Pelo menos 7,5 mil agentes de segurança pública participarão nesta quarta-feira (2) de uma capacitação nacional voltada ao atendimento de mulheres vítimas de violência. A ação será realizada simultaneamente nas 27 capitais e em 81 cidades do interior do país.
O treinamento faz parte do chamado Dia C de Capacitação – Atendimento, Proteção e Perspectiva de Gênero na Segurança Pública. A proposta é preparar melhor os profissionais que estão entre os primeiros a receber uma mulher vítima de agressão, ameaça ou violência sexual.
Participarão policiais civis, militares e penais, bombeiros, guardas municipais e profissionais das perícias oficiais. Segundo a Secretaria Nacional de Segurança Pública, outros 2 mil agentes já passaram pelo curso nos últimos três anos.
A capacitação terá transmissão simultânea e pretende reforçar não apenas os procedimentos de segurança, mas também a forma como a vítima é recebida e encaminhada para os serviços de proteção.
A preocupação é evitar que mulheres que procuram ajuda encontrem atendimento inadequado, informações desencontradas ou dificuldades para acessar outros serviços públicos.
Protocolo nacional
Além do treinamento, o Ministério da Justiça e Segurança Pública e o Ministério das Mulheres anunciaram a criação de um grupo de trabalho para elaborar um protocolo nacional de atendimento a mulheres vítimas de violência sexual.
A intenção é estabelecer uma referência para as delegacias de todo o país, tornando os procedimentos mais uniformes e melhorando a articulação com serviços de saúde e demais órgãos da rede de proteção.
Também foram estabelecidas regras para análise e aprovação dos planos estaduais e do plano distrital de combate à violência contra a mulher.
Números ainda preocupam
Mesmo com a redução registrada neste ano, a violência contra a mulher continua sendo um dos principais desafios da segurança pública.
Entre janeiro e julho de 2026, o Brasil registrou 848 vítimas de feminicídio, contra 876 no mesmo período de 2025. A queda foi de 3,2%.

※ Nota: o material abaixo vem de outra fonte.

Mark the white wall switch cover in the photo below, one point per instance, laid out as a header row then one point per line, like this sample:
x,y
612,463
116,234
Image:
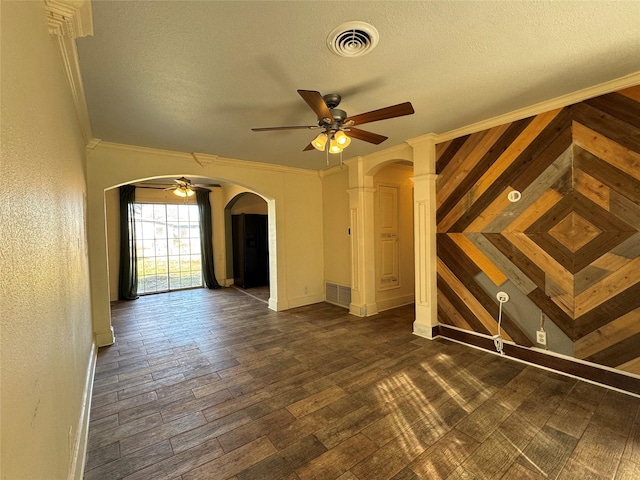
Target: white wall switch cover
x,y
541,337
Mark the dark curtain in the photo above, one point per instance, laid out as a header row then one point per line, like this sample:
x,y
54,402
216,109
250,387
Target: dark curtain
x,y
206,239
128,284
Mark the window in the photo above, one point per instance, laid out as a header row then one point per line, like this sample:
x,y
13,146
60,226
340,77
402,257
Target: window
x,y
168,247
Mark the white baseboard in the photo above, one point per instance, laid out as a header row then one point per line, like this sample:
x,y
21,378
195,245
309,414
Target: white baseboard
x,y
422,330
395,302
79,451
106,337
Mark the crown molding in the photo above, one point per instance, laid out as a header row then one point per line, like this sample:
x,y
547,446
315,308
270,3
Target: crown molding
x,y
538,108
68,20
271,167
206,160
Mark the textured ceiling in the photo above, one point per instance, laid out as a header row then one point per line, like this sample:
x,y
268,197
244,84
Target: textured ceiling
x,y
197,76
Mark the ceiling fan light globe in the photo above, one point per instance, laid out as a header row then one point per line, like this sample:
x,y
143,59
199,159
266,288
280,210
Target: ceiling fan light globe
x,y
183,192
342,139
320,141
334,147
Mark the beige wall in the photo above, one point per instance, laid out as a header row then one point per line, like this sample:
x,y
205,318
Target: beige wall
x,y
45,319
335,209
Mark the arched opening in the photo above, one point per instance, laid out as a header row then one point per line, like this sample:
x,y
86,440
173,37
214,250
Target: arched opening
x,y
247,243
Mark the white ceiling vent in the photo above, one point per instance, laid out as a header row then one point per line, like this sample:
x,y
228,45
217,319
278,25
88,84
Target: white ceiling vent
x,y
353,39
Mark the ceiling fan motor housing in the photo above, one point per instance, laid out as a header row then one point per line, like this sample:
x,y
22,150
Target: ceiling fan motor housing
x,y
339,116
332,100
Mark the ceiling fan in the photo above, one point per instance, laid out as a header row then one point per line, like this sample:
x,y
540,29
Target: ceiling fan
x,y
183,187
337,128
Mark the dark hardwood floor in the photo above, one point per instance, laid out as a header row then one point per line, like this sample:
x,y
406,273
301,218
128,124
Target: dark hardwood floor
x,y
210,384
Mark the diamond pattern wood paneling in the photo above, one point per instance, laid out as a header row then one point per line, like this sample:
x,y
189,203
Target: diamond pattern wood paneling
x,y
571,244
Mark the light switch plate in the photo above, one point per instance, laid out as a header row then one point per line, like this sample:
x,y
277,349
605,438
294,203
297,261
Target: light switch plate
x,y
541,337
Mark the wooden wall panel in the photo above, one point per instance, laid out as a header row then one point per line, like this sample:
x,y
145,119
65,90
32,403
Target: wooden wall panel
x,y
571,245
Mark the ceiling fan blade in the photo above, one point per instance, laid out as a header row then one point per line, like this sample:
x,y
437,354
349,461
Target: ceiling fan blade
x,y
299,127
382,114
366,136
316,102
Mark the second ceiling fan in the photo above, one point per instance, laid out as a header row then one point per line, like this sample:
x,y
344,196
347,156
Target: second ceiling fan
x,y
337,128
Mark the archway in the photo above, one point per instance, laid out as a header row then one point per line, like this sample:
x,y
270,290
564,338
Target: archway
x,y
253,209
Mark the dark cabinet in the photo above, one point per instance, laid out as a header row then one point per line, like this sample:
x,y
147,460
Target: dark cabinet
x,y
250,250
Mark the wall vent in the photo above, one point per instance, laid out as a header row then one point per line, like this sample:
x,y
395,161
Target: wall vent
x,y
338,294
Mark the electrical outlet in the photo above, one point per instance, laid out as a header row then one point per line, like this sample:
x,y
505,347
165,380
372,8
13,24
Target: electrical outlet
x,y
541,337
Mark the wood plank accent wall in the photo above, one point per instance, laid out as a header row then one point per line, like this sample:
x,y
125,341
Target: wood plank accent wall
x,y
571,244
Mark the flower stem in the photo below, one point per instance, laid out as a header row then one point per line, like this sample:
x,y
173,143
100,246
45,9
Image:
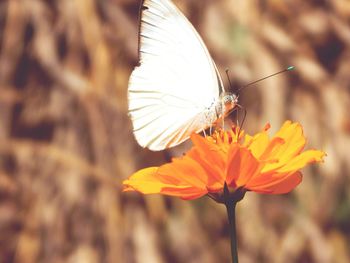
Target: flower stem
x,y
231,214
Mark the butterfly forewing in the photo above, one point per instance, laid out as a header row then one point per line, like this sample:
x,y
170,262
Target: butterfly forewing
x,y
173,90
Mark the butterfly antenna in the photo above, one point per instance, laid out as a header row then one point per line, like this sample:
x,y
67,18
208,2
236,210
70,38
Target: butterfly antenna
x,y
228,77
269,76
244,116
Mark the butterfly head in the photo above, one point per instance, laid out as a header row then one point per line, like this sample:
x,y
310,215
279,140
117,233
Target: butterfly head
x,y
229,101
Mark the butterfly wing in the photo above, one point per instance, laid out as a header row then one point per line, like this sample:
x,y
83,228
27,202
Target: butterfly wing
x,y
172,91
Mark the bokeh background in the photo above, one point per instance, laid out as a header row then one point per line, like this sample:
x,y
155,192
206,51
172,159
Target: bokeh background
x,y
66,141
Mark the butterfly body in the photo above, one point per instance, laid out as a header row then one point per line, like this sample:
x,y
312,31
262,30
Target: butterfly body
x,y
175,90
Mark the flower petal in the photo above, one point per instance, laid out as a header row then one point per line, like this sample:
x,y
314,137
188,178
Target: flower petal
x,y
301,160
242,166
281,184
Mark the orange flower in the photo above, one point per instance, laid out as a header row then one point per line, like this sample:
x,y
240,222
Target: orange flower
x,y
248,163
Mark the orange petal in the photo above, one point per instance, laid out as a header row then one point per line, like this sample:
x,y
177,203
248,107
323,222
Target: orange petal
x,y
300,161
209,156
283,185
184,171
242,166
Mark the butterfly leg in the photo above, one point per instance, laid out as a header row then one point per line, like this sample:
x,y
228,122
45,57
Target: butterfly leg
x,y
240,125
204,133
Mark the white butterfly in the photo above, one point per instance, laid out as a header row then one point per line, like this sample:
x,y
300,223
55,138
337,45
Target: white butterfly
x,y
176,88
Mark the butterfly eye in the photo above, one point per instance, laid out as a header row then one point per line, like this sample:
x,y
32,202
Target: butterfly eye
x,y
228,99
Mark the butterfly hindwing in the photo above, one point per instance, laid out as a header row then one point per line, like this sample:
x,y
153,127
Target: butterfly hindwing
x,y
176,81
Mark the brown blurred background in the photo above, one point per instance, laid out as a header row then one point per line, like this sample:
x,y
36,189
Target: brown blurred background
x,y
66,141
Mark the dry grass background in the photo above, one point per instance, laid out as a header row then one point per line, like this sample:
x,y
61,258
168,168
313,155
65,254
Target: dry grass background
x,y
66,141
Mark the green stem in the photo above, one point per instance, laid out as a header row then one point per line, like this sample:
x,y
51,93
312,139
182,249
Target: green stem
x,y
231,214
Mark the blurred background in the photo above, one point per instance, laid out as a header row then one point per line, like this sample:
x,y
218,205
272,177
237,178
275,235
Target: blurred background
x,y
66,141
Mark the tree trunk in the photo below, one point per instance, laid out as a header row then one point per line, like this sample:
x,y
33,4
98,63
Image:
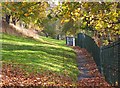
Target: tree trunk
x,y
8,18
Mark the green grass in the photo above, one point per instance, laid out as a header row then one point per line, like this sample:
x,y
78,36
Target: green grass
x,y
41,55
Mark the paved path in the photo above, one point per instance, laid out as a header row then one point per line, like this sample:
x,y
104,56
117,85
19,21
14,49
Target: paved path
x,y
89,75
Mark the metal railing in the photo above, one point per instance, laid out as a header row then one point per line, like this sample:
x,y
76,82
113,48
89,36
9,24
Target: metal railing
x,y
106,57
109,62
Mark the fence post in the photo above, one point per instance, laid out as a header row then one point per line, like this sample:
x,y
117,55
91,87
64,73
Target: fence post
x,y
101,60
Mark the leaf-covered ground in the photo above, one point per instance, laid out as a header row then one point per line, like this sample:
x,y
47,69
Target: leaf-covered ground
x,y
30,63
24,58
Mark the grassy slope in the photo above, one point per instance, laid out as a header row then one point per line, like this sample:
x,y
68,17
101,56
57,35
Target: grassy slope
x,y
46,54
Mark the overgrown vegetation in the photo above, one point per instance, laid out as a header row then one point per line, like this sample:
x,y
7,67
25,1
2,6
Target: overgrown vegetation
x,y
44,55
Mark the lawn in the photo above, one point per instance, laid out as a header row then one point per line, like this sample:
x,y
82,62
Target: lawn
x,y
41,55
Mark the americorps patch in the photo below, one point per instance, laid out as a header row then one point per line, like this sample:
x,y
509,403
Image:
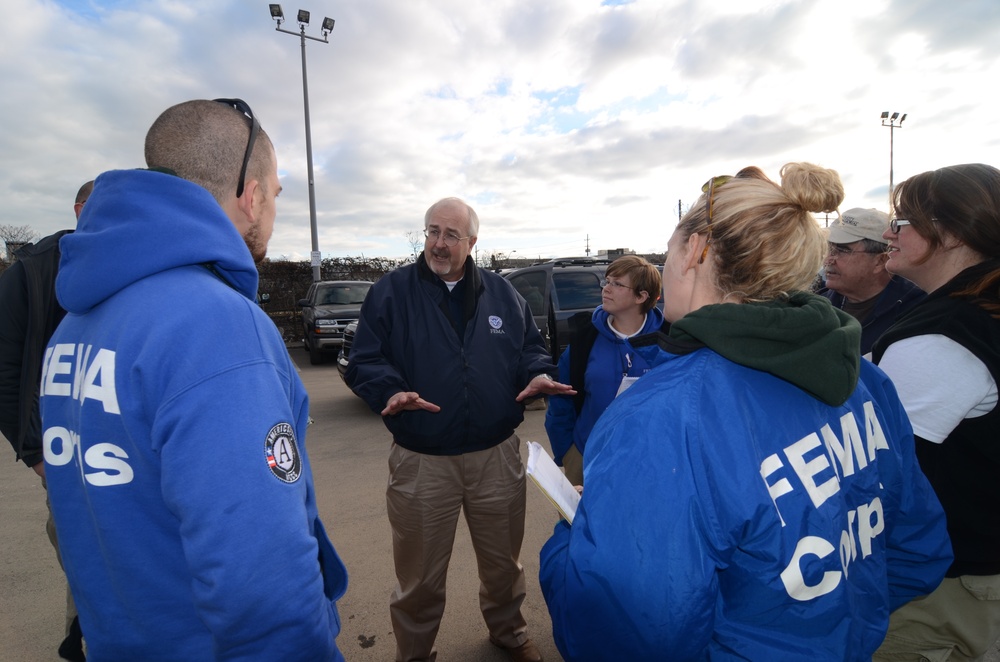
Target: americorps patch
x,y
282,453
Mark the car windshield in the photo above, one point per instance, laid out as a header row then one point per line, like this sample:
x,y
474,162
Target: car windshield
x,y
343,295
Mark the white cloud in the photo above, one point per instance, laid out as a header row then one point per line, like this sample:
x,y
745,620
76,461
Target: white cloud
x,y
560,120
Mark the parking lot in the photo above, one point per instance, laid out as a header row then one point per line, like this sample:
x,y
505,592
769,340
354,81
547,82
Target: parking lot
x,y
348,447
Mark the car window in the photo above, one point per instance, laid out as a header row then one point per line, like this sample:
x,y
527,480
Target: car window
x,y
342,295
577,290
531,286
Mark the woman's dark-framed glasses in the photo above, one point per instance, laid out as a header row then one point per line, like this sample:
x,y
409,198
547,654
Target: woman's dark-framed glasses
x,y
243,107
896,223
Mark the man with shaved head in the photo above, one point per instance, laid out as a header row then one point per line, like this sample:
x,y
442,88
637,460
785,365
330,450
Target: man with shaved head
x,y
29,315
173,418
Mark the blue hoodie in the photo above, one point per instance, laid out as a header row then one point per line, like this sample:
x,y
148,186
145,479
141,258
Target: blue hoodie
x,y
610,359
174,427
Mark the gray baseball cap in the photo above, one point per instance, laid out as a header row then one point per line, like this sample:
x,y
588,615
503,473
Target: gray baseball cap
x,y
857,224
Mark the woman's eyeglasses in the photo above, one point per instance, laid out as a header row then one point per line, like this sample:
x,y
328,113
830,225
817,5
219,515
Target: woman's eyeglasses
x,y
241,105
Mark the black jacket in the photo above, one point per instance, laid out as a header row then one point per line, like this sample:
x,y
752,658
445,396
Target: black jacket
x,y
962,469
898,297
29,314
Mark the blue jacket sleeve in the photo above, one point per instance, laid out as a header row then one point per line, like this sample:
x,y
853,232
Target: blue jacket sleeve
x,y
624,528
918,548
534,359
560,417
253,544
370,373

A capacitação, portanto, busca atuar em uma etapa fundamental: o momento em que a mulher decide procurar o Estado. A expectativa é que policiais e demais agentes estejam mais preparados para ouvir, proteger, orientar e encaminhar cada caso.
A iniciativa também pretende aproximar segurança pública, saúde e assistência, criando uma rede de atendimento mais organizada para as vítimas.